What is its market and capital investment?
- A: It’s for Asians and Caucasians. Unlike bangus, it’s for everyone. It’s an alternative for the backyard piggeries in Manila, actually. B: Our initial market is the European country which imports large volume of Pangasius fillet. The fingerlings costs around P3 -P3-50 for 2 cm. Larger ones are for P6 and up. There are bulk discounts for big orders. Total production cost is about 80%. Harvestable size should be 1 kilo and up to fillet it for export. Fillet is sold at about P220- P280 per kilo in the Philippine supermarkets.

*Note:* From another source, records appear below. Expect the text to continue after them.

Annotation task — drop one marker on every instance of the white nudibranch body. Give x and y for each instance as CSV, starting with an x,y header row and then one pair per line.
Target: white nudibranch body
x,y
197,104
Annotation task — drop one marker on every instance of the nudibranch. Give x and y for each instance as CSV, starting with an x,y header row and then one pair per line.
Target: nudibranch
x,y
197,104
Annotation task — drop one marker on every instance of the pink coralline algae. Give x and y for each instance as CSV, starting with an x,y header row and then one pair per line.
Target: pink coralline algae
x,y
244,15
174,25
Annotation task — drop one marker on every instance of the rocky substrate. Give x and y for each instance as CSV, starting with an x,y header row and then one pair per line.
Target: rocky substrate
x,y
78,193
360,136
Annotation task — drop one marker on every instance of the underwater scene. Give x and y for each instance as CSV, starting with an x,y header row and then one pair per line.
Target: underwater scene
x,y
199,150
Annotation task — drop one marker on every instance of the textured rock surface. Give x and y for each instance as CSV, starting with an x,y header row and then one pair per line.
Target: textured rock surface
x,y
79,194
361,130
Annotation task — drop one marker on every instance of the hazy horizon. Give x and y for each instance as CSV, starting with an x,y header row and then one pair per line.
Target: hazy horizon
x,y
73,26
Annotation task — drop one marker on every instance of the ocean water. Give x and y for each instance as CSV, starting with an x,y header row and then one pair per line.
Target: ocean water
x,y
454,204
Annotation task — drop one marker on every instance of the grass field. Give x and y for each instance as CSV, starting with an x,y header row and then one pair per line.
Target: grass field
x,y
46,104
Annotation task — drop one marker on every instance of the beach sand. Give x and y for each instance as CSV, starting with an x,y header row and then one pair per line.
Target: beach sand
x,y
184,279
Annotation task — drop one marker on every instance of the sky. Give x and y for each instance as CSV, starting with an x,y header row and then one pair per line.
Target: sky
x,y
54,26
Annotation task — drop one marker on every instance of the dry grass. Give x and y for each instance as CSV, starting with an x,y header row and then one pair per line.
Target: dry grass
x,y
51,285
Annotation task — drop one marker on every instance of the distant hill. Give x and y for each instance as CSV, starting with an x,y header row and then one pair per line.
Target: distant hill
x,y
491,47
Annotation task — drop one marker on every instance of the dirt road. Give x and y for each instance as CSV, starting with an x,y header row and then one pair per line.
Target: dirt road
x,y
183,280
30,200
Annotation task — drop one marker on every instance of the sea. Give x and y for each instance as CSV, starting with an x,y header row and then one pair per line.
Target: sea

- C: The capital investment would depend on the stocking density and the area of culture. Feed and fingerling cost is almost 70% of the total production. But with good quality fingerling and good management, a grower can hit market growing proficiency. The market would be local and international. Locally, we are developing and introducing the fish to the market by giving out seminars and trainings. For international market, we would want to tap the European market since it is a very big market for fillet exports. But we are not limiting it in Europe only, we would want to also look for the other countries that are also importing this fish.